Certainly, it can be argued that the individual’s happiness may be made the measure of the community. However, different individuals have different definitions of happiness. Consider, in The Republic, how Socrates structures the city in terms of roles and castes. Some belong to the class of workers, some to the class of the philosopher-kings. The city is made up of individuals in a certain sense, but they are also groups, with shared desires and abilities. If we place the individual over the group, in other words, we risk creating a fragmented society, one where exploitation may easily be practiced. This is adequately explained in Plato’s myth of the cave, where the elite minority controls the populace through shadow and manipulation: they are unaware of the truth. The society is fragmented and the lives of some are not of the same quality as the lives of others.

A concept of exceptionless justice therefore transforms group into a community with equal rights before the law. But again, what is just? Consider, for example, Sophocles’ Antigone. Antigone rejects, for example, her uncle Creon’s declaration that her brother Polyneices cannot be buried in an honorable fashion, since Creon believes him to be a traitor. Antigone decies this decision is unjust and does not bow to the law of what we could call the city and instead commits to a higher form of law, a concept of justice. This is the great difference, in other words, between law and justice: law is merely a set of proclamations, there can be good laws as well as bad laws. But justice here is universal and cannot be corrupted: this is what Antigone’s rebellion means. In other words, some times the city fails to meet its ethical obligations to justice. It is based on self-interest and individual desire. When these situations arise, it is necessary to rebel against such a system, and instead follow an intuitive and deep-seeded concept of what is true, what is just, and what is right, even in the face of authority figures that declare the opposite to be true.

Certainly, this provides a problem for creating the ideal city: how can we know what is just and what is true? Are we not back to where we started in our argument? How does Antigone know that her acts are just in light of what Creon states? Once again, we return to the question of the individual and the group. There is some type of fundamental essence to the human being, something that is universal. Antigone can identify tyranny and self-interest with Creon’s acts. And this arguably is facile to do when we see that one acts as an individual and not as a group. This becomes a distinction, a distinction which is also relevant for the ideal society as opposed to the corrupt society: this universalism, the best interest of the group as a whole must be stressed above all.
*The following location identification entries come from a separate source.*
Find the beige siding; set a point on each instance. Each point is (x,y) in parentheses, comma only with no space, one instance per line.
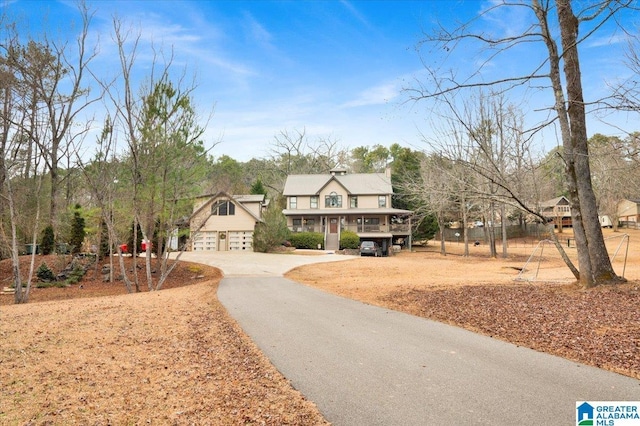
(627,210)
(239,221)
(368,201)
(252,207)
(333,186)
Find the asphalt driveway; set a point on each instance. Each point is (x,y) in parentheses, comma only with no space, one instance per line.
(250,264)
(364,365)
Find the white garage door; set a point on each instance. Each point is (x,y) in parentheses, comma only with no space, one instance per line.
(240,240)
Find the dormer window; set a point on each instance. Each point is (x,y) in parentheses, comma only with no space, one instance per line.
(223,208)
(333,200)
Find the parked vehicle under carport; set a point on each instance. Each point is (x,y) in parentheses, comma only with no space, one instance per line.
(370,248)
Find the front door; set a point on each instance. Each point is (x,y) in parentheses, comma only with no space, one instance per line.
(333,225)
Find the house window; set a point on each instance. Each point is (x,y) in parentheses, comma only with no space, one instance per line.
(223,208)
(333,200)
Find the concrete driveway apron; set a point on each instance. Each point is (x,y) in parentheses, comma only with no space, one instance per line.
(365,365)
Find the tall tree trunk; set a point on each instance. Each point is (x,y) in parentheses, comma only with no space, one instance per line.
(586,219)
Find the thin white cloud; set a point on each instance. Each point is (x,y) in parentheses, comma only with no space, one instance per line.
(257,32)
(376,95)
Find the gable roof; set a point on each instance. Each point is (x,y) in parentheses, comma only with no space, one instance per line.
(240,200)
(558,201)
(356,184)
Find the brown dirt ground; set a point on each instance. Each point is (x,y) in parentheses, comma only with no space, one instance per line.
(175,356)
(168,357)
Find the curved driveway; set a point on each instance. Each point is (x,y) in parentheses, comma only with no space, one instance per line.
(364,365)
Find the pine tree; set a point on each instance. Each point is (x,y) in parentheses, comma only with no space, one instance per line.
(47,241)
(77,231)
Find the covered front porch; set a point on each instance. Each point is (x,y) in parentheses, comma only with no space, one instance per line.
(386,229)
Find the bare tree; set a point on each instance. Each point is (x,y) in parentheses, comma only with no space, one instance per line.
(569,105)
(295,153)
(165,153)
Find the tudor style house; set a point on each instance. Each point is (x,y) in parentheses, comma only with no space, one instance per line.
(222,222)
(334,202)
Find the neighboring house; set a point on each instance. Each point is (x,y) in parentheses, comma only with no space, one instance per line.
(629,213)
(558,211)
(331,203)
(222,222)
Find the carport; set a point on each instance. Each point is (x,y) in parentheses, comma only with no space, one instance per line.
(383,239)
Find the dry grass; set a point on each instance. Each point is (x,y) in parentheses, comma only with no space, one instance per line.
(74,356)
(167,357)
(600,327)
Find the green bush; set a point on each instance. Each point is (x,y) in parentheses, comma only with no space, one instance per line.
(349,240)
(77,231)
(44,273)
(307,240)
(272,231)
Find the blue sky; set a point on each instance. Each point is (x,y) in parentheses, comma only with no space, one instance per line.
(334,68)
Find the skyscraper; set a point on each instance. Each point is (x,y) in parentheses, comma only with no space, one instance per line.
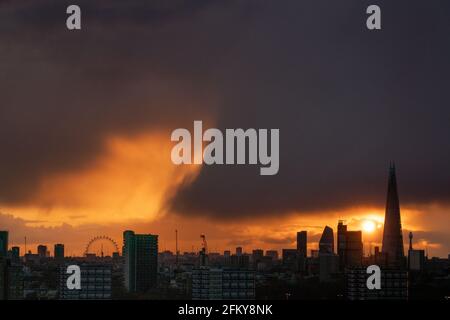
(326,243)
(349,247)
(3,243)
(392,234)
(140,252)
(302,243)
(59,251)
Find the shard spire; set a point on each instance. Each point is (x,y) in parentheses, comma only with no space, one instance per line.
(392,234)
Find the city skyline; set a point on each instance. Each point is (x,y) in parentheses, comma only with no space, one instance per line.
(85,138)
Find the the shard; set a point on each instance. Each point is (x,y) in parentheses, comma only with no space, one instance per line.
(392,234)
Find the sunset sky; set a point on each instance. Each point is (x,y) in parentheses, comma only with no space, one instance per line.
(86,118)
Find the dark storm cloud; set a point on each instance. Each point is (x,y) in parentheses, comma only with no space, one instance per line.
(346,100)
(133,67)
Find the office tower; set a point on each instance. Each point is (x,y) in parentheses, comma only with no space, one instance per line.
(3,243)
(302,243)
(353,253)
(326,243)
(416,258)
(257,256)
(392,234)
(342,232)
(11,280)
(216,284)
(15,253)
(349,246)
(59,251)
(140,261)
(96,282)
(42,251)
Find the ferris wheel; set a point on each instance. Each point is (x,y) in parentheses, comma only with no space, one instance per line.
(98,239)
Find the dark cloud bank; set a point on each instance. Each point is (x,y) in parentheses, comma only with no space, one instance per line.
(347,101)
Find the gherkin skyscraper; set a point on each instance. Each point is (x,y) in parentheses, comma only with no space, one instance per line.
(392,234)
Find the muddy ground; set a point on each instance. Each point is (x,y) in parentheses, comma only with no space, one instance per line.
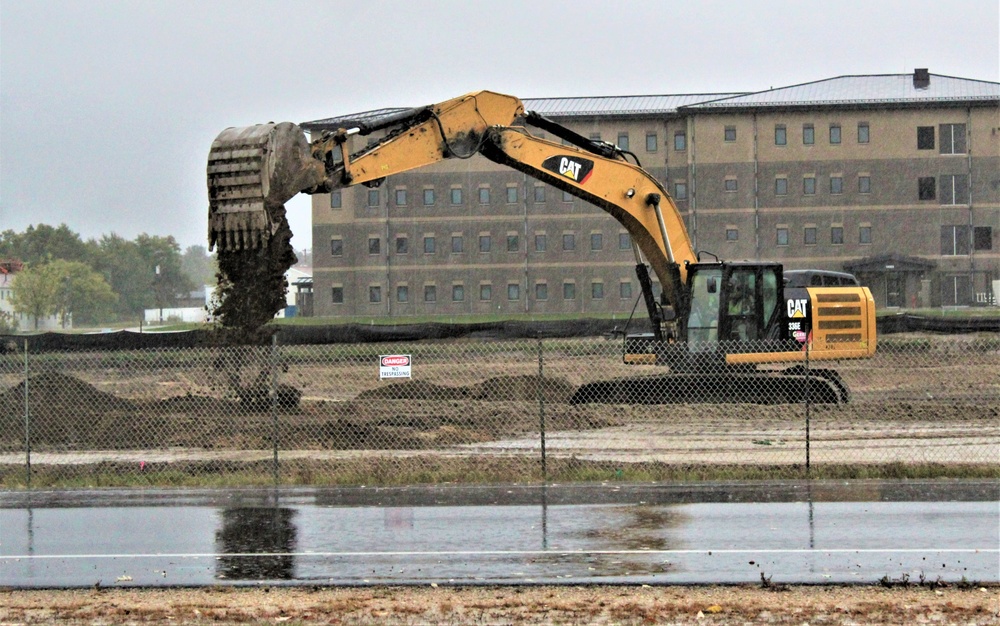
(932,402)
(971,605)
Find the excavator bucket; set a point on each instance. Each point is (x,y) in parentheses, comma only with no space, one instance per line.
(252,172)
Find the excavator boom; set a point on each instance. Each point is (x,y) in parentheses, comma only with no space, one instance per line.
(737,308)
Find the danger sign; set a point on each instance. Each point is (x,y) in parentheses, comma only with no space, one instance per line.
(394,366)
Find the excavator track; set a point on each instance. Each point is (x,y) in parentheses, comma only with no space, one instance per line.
(795,385)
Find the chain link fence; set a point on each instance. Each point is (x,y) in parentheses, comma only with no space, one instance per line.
(466,410)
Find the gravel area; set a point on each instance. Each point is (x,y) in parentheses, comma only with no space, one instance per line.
(798,605)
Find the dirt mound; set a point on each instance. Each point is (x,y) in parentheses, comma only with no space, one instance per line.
(415,390)
(54,389)
(496,389)
(524,389)
(66,411)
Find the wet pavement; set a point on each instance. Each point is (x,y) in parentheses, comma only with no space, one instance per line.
(788,532)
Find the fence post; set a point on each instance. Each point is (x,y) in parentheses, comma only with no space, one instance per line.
(274,403)
(808,404)
(541,408)
(27,422)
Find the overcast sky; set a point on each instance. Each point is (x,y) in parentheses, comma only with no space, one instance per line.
(108,108)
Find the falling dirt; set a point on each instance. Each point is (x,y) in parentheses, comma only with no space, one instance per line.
(252,284)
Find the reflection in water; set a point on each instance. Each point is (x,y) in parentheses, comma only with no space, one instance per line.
(256,531)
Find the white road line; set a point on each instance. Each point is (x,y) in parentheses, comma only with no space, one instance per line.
(217,555)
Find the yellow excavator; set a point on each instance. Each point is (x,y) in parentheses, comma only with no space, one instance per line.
(715,324)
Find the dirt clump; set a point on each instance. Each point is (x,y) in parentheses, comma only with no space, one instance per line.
(498,389)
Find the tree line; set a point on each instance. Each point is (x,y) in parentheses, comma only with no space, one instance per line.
(104,280)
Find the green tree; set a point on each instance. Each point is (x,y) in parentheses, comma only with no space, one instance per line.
(80,292)
(126,270)
(163,255)
(33,294)
(40,244)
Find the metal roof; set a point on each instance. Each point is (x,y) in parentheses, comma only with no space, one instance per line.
(860,90)
(618,105)
(891,89)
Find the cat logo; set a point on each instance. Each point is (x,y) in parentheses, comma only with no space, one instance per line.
(797,308)
(574,168)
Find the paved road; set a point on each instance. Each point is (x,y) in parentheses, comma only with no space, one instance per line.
(710,533)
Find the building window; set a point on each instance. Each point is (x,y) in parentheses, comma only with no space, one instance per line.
(680,191)
(954,189)
(782,236)
(865,235)
(680,140)
(955,240)
(864,132)
(780,135)
(926,188)
(569,291)
(925,137)
(982,238)
(837,235)
(952,138)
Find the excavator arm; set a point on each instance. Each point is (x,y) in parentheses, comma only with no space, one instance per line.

Therefore, when we create our ideal society we must ask what is in the best interest of all. This is the same essence which the Socratic question in the Republic asks in terms of “what is justice?” We are attempting to define some type of system where the decisions of the society are clearly in the benefit of all, that is to say, in the benefit of the city in which we all live. Certainly, the realization of this justice is a struggle: however, when we consider this group perspective above selfish self-interest as the foundation of our inquiry and our desires, then we can move forward knowing that we are acting in the name of truth and justice, in the same manner of Socrates and in the same manner of Antigone.